Rebel was drafted by the Chicago Bears but was called into military
service and could not accept that draft. After two years in the military, he
was drafted by the Green Bay Packers. He played two years (1950-51) in the
defensive backfield for Green Bay, the second year in excruciating pain from a
knee injury. He intercepted 10 passes in his career, and one of those
interceptions was a 94-yard touchdown return. The scrapbook I saw had a large
picture from the New York Times
showing the entire field and with a white line tracing his runback for the
touchdown. I believe that was the NFL record interception return at that time.
Because of the injury, Rebel retired from football. A year or so later he
married my aunt.
All of this is leading up to my football experiences in 1956. At the
beginning of the 1956 YMCA football season, Rebel came to visit me. He brought
along the hip pads and pants that he had worn as a Green Bay Packer. He gave
them to me to use as my equipment for my eighth-grade football season. I would
guess that I probably weighed about 120 pounds at that point, and the equipment
was mostly too large; but we made the hip pads work, and my Mom took up the
shiny gold Green Bay pants so that they fit enough where I could play in them.
Out on the front yard of our house, Rebel gave me a few lessons about the
importance of staying low in blocking, etc. I took those back to the team the
very next day and gave our lineman the lessons I had learned.
Edgewood School’s football team had a very good year that season, and my
year (partially equipped in the Green Bay Packers uniform) was excellent. I was
chosen again that year as an all-star to play in the Sun Bowl; and I started as
right end on the All-Star team—but I was not destined for stardom.
I mentioned in an earlier Facebook post about my discovery in my 8th-grade
math class that I needed eyeglasses. My near-sightedness made it difficult to
read items on the chalkboard from a distance. The same impact began to affect
my football playing—though it is only in retrospect that I recognized the
impact of my near-sightedness. I had an increasingly hard time seeing the
football clearly on pass plays, and that issue came to a climax in the All-Star
game—the only game we ever played at night.
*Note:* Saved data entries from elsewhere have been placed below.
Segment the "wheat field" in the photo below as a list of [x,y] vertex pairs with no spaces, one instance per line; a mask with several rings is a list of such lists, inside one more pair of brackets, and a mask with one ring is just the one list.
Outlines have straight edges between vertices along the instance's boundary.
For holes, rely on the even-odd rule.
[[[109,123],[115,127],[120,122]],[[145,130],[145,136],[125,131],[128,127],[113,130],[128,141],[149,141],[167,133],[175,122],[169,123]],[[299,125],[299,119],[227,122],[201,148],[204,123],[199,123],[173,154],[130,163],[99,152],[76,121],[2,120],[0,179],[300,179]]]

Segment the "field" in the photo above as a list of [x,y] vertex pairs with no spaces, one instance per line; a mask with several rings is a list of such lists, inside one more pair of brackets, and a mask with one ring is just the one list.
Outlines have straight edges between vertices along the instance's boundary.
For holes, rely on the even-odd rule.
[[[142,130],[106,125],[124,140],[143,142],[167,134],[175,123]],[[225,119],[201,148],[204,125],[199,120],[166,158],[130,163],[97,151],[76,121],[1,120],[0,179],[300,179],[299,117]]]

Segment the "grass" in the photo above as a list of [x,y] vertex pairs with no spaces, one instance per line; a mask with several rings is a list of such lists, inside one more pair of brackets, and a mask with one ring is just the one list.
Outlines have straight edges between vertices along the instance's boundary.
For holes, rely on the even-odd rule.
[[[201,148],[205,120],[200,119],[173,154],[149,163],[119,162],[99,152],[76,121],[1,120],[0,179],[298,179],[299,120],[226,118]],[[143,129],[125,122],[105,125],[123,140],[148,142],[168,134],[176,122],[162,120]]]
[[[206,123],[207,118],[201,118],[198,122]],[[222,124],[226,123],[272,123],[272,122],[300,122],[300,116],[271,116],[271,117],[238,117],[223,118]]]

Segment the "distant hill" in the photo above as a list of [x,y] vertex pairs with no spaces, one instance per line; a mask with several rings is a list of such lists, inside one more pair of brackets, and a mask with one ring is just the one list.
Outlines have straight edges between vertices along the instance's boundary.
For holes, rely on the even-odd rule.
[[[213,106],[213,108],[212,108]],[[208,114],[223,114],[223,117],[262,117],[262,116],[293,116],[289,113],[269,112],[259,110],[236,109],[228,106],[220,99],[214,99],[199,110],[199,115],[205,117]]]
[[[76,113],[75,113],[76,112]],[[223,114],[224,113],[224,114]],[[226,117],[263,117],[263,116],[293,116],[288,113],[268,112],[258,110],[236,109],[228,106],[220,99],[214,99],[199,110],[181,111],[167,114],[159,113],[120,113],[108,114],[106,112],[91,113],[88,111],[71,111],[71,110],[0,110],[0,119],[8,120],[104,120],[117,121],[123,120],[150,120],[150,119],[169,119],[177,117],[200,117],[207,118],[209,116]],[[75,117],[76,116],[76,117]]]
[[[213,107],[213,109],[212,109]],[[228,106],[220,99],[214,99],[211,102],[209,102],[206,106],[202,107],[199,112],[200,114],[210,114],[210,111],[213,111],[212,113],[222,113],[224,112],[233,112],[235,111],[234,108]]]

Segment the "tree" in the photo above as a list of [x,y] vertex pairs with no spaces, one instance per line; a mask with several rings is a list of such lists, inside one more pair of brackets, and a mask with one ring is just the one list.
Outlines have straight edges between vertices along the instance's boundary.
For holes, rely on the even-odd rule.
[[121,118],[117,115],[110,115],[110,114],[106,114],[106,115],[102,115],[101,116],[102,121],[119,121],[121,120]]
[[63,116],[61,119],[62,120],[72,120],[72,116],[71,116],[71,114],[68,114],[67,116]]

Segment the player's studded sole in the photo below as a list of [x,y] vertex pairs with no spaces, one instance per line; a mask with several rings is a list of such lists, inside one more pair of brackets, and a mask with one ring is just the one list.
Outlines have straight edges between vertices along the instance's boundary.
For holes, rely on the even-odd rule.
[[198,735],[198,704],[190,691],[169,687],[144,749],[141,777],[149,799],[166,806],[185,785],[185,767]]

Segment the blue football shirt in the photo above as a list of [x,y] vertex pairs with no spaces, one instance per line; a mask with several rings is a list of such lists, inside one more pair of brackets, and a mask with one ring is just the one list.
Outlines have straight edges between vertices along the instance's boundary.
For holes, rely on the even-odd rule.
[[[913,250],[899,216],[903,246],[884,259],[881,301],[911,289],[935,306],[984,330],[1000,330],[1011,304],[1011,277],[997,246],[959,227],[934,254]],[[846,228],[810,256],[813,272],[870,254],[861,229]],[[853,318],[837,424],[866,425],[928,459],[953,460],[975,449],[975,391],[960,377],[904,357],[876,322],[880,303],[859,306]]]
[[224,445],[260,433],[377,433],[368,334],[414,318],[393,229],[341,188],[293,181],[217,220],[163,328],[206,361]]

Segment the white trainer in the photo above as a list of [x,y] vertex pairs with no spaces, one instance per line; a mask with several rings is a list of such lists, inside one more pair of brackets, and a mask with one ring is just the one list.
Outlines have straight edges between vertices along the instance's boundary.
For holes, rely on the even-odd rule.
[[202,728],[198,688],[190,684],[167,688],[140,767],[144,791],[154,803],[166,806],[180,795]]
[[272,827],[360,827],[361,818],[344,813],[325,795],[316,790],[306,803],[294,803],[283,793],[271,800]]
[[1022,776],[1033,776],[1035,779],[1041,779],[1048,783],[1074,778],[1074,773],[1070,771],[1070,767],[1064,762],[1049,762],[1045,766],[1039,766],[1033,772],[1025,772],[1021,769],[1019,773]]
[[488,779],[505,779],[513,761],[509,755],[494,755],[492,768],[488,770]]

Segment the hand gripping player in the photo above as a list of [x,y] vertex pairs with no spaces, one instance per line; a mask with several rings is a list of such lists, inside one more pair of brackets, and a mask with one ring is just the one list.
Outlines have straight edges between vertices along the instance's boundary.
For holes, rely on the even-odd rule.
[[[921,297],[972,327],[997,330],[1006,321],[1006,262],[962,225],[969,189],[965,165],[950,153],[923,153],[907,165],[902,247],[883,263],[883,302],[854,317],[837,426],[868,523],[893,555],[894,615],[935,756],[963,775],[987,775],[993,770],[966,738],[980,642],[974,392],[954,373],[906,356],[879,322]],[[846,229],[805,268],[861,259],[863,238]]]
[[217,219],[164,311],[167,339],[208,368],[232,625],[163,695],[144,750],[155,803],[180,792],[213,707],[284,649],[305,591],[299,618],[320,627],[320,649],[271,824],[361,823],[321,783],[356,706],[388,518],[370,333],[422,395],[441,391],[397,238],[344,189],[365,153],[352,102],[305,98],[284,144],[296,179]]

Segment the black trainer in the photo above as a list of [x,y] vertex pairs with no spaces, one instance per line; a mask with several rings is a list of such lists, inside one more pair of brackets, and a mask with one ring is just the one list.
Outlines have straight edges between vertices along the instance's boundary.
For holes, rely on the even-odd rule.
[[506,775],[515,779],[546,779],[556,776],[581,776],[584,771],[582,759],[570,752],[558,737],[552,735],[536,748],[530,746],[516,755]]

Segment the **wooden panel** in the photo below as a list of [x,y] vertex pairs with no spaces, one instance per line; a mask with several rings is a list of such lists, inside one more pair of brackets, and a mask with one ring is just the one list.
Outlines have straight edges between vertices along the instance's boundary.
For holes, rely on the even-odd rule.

I started as an end on the All-Star
team, and we were playing in a close match against the East All-Stars. Near the
end of the second quarter, my team was forced into a fourth-down punting
situation. As an end, my job was to go down field and cover the punt. The ball
was snapped to the punter, and I went down field to cover the punt. The snap was
a bad one, however; and the punter had to scoop the ball up off the ground and
tried to evade the opposing rushers. He looked up and spotted me wide open down
field, so he heaved the ball in my direction. I stopped and turned toward the
ball. I don’t know whether it was my failing eyesight, the night-time game with
artificial lighting, or the opposing player who was bearing down on me as the
ball approached my outstretched hands, but the football went right through my
hands and fell to the ground. An adult on the sidelines hollered out, “You
couldn’t catch a ball with a bushel basket!” My coach pulled me from the game
and did not put me back in the game during the second half. My All-Star career
and my Green Bay Packer pants went down the drain in one flubbed play. I tried
to play football the next year at Homewood Junior High School, but a pulled
muscle in my back and continuing sight problems kept me from even making the
starting team. So ended my football career, touched by the glory of my uncle’s
Green Bay Packers uniform and smothered by the agony of defeat. It was a hard
year for a 13-year-old, but I was a life-lesson for what I was to become.